Adam explains that he stole the dog outside of a coffee shop out of pity, since its owner treated it with abuse. It’s standard Adam: he’s sure he can save someone else, but he’s incapable when that person fights back. Convinced to return it to its rightful owner, he invites Ray to take the Staten Island Ferry to NYC’s fifth borough where their bromance blossoms. Ray is self-doubting (“I know [Shoshanna] thinks I haven’t done enough with my life considering my age. … Maybe it’s weird that I’m dating someone who’s so young,” he says), while Adam reveals that his best relationships were with 17-year-old and 54-year-old women. “You and I, we’re actually not so different,” says Ray.

But it quickly disintegrates. Tempers flare after Adam compares Hannah to a “giant tweedy doll I would have been stuck carrying around the carnival all night.” He deems her “altruistic”—a severe misinterpretation that ignites a blowout after Ray calls him on it. Adam storms off, leaving Ray to his own devices to find the dog owner’s home. He’s greeted by a slummed-out girl rocking a “Webster Hall” fitted who verbally dismantles him, slinging a Jewish epithet and alleging that he lives with his mother. The attacks are potent. Ray later sits near the water and tells the dog, “You think I’m pathetic, don’t you? … I’m not even that. I’m nothing.” He weeps, giving way to his character’s deepest, most rock-bottom moment.

Next to his romantic confession, Ray unlocks a part of himself so affectingly virile and honest that it’s easily one of the realest moments of both his trajectory and the season. But it’s with the episode’s other prominent plotline—the self-delusion of Marnie—that it falls flat. In the midst of her tryst with artist Booth Jonathan, she agrees to host a party at his house prior to an art show. Picking out a dress to wear with Shoshanna, Marnie conveys an embarrassing misunderstanding of her relationship with Booth: “This is the first thing we’re hosting together as a couple,” she says. It’s naïve and mildly desperate. Her attraction is more about the idea of Booth than the artist himself, something he later points out.

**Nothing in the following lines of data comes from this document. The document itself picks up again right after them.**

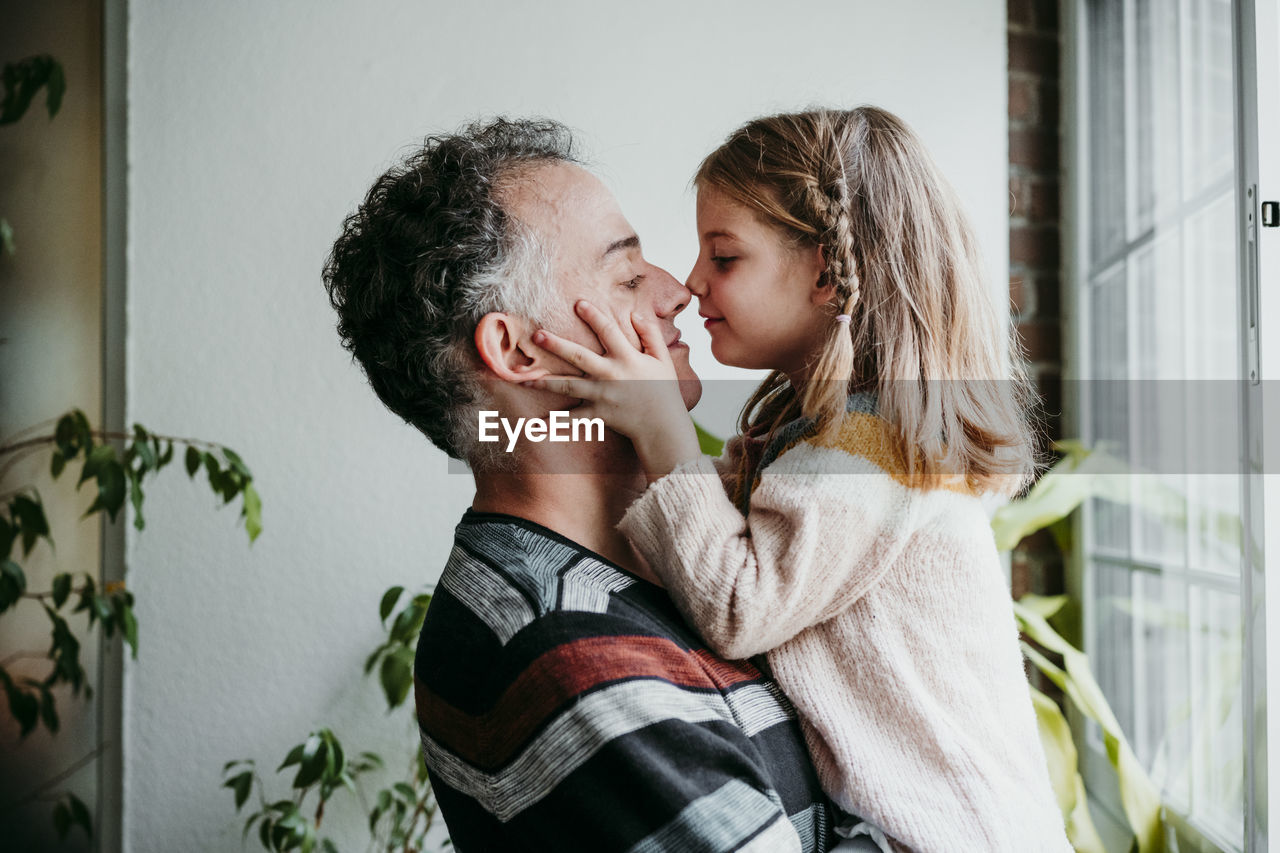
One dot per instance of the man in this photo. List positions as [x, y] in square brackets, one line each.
[562, 702]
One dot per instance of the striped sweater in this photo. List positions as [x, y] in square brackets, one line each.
[563, 705]
[887, 621]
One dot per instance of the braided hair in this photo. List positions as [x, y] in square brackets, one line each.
[915, 322]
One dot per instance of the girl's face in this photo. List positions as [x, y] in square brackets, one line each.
[758, 295]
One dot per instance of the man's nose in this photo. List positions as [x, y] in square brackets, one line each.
[671, 297]
[693, 283]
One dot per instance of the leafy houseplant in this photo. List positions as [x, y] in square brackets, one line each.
[403, 813]
[74, 603]
[119, 465]
[401, 816]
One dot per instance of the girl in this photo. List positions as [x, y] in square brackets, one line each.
[833, 254]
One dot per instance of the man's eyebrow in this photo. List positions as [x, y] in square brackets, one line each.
[618, 245]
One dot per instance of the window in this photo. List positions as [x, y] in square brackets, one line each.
[1164, 571]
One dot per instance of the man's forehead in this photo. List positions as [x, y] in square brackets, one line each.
[568, 204]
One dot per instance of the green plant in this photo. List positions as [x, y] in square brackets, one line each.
[1079, 475]
[22, 81]
[119, 465]
[401, 815]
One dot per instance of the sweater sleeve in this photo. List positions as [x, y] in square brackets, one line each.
[823, 527]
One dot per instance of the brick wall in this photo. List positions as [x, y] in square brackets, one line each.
[1036, 240]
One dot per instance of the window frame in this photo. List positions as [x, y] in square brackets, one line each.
[1256, 44]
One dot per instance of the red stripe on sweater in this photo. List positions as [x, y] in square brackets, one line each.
[557, 676]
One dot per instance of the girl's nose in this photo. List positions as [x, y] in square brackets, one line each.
[694, 283]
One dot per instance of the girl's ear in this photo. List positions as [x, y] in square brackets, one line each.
[821, 293]
[504, 346]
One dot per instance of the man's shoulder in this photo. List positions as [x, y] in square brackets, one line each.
[508, 575]
[519, 606]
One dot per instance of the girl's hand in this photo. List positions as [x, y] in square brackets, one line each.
[634, 391]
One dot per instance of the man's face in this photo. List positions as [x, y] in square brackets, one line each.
[597, 258]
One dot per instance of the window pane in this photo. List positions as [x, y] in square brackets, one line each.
[1217, 784]
[1164, 737]
[1159, 114]
[1212, 297]
[1106, 131]
[1208, 119]
[1112, 639]
[1107, 391]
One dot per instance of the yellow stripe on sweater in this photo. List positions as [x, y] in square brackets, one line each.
[877, 441]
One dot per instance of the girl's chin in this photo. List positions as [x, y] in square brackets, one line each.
[732, 356]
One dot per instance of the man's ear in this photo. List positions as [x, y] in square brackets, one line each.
[504, 347]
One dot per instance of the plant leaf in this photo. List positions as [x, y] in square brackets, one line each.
[62, 589]
[708, 443]
[1138, 796]
[397, 676]
[252, 512]
[192, 461]
[22, 80]
[80, 813]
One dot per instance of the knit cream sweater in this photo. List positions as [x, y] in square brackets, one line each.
[887, 621]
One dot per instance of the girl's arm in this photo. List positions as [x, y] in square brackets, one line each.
[824, 523]
[635, 391]
[822, 529]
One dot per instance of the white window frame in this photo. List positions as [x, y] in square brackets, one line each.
[1257, 117]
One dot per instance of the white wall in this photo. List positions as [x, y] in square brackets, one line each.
[254, 129]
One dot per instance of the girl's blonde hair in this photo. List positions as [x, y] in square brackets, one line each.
[905, 267]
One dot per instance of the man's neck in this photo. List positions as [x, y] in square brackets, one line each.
[557, 493]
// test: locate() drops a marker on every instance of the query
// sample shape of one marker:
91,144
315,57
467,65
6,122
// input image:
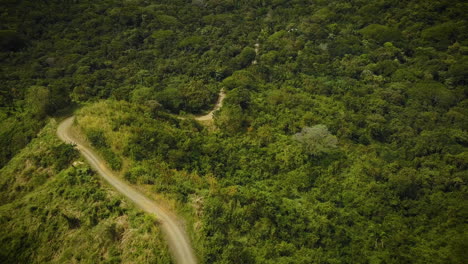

It’s during a private moment at the party where tensions mount. Booth offers her $500 for her hosting services, to which she replies, “You don’t have to pay me. I’m your girlfriend.” He plays down their relationship and debases her to employee status, comparing her to his former assistant who quit earlier in the episode for taking a bite of his ice cream. “You’re a hostess for a living. I didn’t think it was that weird to ask you to host,” says Booth, who flies into a woe-is-me rage after she bursts into tears. Where Adam and Ray examined their romantic feelings earlier in the episode, Booth is remarkably self-indulgent, smashing bottles of wine at the mere idea that they’re more than fuck buddies.

But the spectrum of masculinity threaded through the episode is so uneven that it’s hard to grasp what substance the characters actually have. Ray is struggling with his shortcomings – something relatable yet underdeveloped in the scope of the series – while Adam and Booth devolve into characters so childish that they perpetuate their own immaturity. The discomfort is surely intended, as Dunham’s predisposition is to wallow in awkward. But it puts into question what the audience expects from Dunham, and what the audience deserves: an entertaining glimpse into human nature, or one that deeply explores it.